You are viewing a plain text version of this content. The canonical link for it is here.
Posted to yarn-issues@hadoop.apache.org by "Peter Bacsko (Jira)" <ji...@apache.org> on 2020/10/14 10:46:00 UTC
[jira] [Updated] (YARN-10460) Upgrading to JUnit 4.13 causes tests
in TestNodeStatusUpdater to fail
[ https://issues.apache.org/jira/browse/YARN-10460?page=com.atlassian.jira.plugin.system.issuetabpanels:all-tabpanel ]
Peter Bacsko updated YARN-10460:
--------------------------------
Description:
In our downstream build environment, we're using JUnit 4.13. Recently, we discovered a truly weird test failure in TestNodeStatusUpdater.
The problem is that timeout handling has changed in Junit 4.13. See the difference between these two snippets:
4.12
{noformat}
@Override
public void evaluate() throws Throwable {
CallableStatement callable = new CallableStatement();
FutureTask<Throwable> task = new FutureTask<Throwable>(callable);
threadGroup = new ThreadGroup("FailOnTimeoutGroup");
Thread thread = new Thread(threadGroup, task, "Time-limited test");
thread.setDaemon(true);
thread.start();
callable.awaitStarted();
Throwable throwable = getResult(task, thread);
if (throwable != null) {
throw throwable;
}
}
{noformat}
4.13
{noformat}
@Override
public void evaluate() throws Throwable {
CallableStatement callable = new CallableStatement();
FutureTask<Throwable> task = new FutureTask<Throwable>(callable);
ThreadGroup threadGroup = new ThreadGroup("FailOnTimeoutGroup");
Thread thread = new Thread(threadGroup, task, "Time-limited test");
try {
thread.setDaemon(true);
thread.start();
callable.awaitStarted();
Throwable throwable = getResult(task, thread);
if (throwable != null) {
throw throwable;
}
} finally {
try {
thread.join(1);
} catch (InterruptedException e) {
Thread.currentThread().interrupt();
}
try {
threadGroup.destroy(); <---- This
} catch (IllegalThreadStateException e) {
// If a thread from the group is still alive, the ThreadGroup cannot be destroyed.
// Swallow the exception to keep the same behavior prior to this change.
}
}
}
{noformat}
The change comes from [https://github.com/junit-team/junit4/pull/1517].
Unfortunately, destroying the thread group causes an issue because there are all sorts of object caching in the IPC layer. The exception is:
{noformat}
java.lang.IllegalThreadStateException
at java.lang.ThreadGroup.addUnstarted(ThreadGroup.java:867)

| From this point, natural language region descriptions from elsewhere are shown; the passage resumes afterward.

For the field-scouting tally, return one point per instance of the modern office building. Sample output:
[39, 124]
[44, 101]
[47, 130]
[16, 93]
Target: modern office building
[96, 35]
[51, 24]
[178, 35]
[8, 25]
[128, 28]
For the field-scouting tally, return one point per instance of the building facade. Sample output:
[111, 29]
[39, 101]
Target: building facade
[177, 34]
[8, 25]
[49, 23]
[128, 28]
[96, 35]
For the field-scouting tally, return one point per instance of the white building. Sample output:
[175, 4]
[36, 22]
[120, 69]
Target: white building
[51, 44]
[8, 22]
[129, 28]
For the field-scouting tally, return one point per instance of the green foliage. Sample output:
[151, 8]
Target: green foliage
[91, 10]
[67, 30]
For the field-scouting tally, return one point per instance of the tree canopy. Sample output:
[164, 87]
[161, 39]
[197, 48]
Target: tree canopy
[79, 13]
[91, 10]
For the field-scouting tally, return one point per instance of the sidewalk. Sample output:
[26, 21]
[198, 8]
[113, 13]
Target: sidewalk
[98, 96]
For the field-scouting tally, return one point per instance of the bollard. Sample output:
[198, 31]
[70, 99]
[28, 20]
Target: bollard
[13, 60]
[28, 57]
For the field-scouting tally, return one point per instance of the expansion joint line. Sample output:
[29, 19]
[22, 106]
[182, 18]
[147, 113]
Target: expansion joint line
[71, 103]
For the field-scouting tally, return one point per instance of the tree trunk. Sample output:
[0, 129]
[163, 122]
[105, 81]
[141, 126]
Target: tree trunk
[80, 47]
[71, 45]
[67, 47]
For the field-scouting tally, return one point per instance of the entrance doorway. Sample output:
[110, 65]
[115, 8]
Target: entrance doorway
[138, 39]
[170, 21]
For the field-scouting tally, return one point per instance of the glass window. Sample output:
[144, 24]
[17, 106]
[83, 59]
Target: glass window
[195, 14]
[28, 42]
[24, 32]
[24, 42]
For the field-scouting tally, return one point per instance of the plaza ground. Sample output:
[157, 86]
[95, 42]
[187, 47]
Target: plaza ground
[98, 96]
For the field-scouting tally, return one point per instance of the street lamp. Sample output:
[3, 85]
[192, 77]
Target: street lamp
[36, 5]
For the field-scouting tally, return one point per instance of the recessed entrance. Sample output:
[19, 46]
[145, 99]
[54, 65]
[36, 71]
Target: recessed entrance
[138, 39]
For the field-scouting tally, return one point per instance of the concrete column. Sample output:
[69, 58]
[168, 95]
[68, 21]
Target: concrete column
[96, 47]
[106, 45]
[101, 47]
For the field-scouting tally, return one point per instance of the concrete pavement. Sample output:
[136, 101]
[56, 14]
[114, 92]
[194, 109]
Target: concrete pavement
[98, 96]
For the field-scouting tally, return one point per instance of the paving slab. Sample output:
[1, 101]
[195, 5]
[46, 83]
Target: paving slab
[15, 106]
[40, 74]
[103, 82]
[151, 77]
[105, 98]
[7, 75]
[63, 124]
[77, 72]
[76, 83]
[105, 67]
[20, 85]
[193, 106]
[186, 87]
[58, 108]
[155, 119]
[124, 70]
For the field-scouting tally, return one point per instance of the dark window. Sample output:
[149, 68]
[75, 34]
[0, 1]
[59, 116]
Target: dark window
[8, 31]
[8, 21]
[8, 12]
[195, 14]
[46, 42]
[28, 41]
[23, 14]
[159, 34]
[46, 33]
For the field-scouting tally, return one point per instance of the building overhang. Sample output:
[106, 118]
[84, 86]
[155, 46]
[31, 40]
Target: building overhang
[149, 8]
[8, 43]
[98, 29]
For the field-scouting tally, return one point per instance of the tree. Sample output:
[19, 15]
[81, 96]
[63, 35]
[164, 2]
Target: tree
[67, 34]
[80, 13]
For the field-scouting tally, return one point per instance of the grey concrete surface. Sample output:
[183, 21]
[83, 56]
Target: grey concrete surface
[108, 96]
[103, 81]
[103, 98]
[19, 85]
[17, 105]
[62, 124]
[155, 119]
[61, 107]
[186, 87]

at java.lang.Thread.init(Thread.java:402)
at java.lang.Thread.init(Thread.java:349)
at java.lang.Thread.<init>(Thread.java:675)
at java.util.concurrent.Executors$DefaultThreadFactory.newThread(Executors.java:613)
at com.google.common.util.concurrent.ThreadFactoryBuilder$1.newThread(ThreadFactoryBuilder.java:163)
at java.util.concurrent.ThreadPoolExecutor$Worker.<init>(ThreadPoolExecutor.java:612)
at java.util.concurrent.ThreadPoolExecutor.addWorker(ThreadPoolExecutor.java:925)
at java.util.concurrent.ThreadPoolExecutor.execute(ThreadPoolExecutor.java:1368)
at java.util.concurrent.AbstractExecutorService.submit(AbstractExecutorService.java:112)
at org.apache.hadoop.ipc.Client$Connection.sendRpcRequest(Client.java:1136)
at org.apache.hadoop.ipc.Client.call(Client.java:1458)
at org.apache.hadoop.ipc.Client.call(Client.java:1405)
at org.apache.hadoop.ipc.ProtobufRpcEngine$Invoker.invoke(ProtobufRpcEngine.java:233)
at org.apache.hadoop.ipc.ProtobufRpcEngine$Invoker.invoke(ProtobufRpcEngine.java:118)
at com.sun.proxy.$Proxy81.startContainers(Unknown Source)
at org.apache.hadoop.yarn.api.impl.pb.client.ContainerManagementProtocolPBClientImpl.startContainers(ContainerManagementProtocolPBClientImpl.java:128)
at org.apache.hadoop.yarn.server.nodemanager.TestNodeManagerShutdown.startContainer(TestNodeManagerShutdown.java:251)
at org.apache.hadoop.yarn.server.nodemanager.TestNodeStatusUpdater.testNodeStatusUpdaterRetryAndNMShutdown(TestNodeStatusUpdater.java:1576)
{noformat}
Both the {{clientExecutor}} in {{org.apache.hadoop.ipc.Client}} and the client object in {{ProtobufRpcEngine}}/{{ProtobufRpcEngine2}} are stored as long as they're needed. But since the backing thread group is destroyed in the previous test, it's no longer possible to create new threads.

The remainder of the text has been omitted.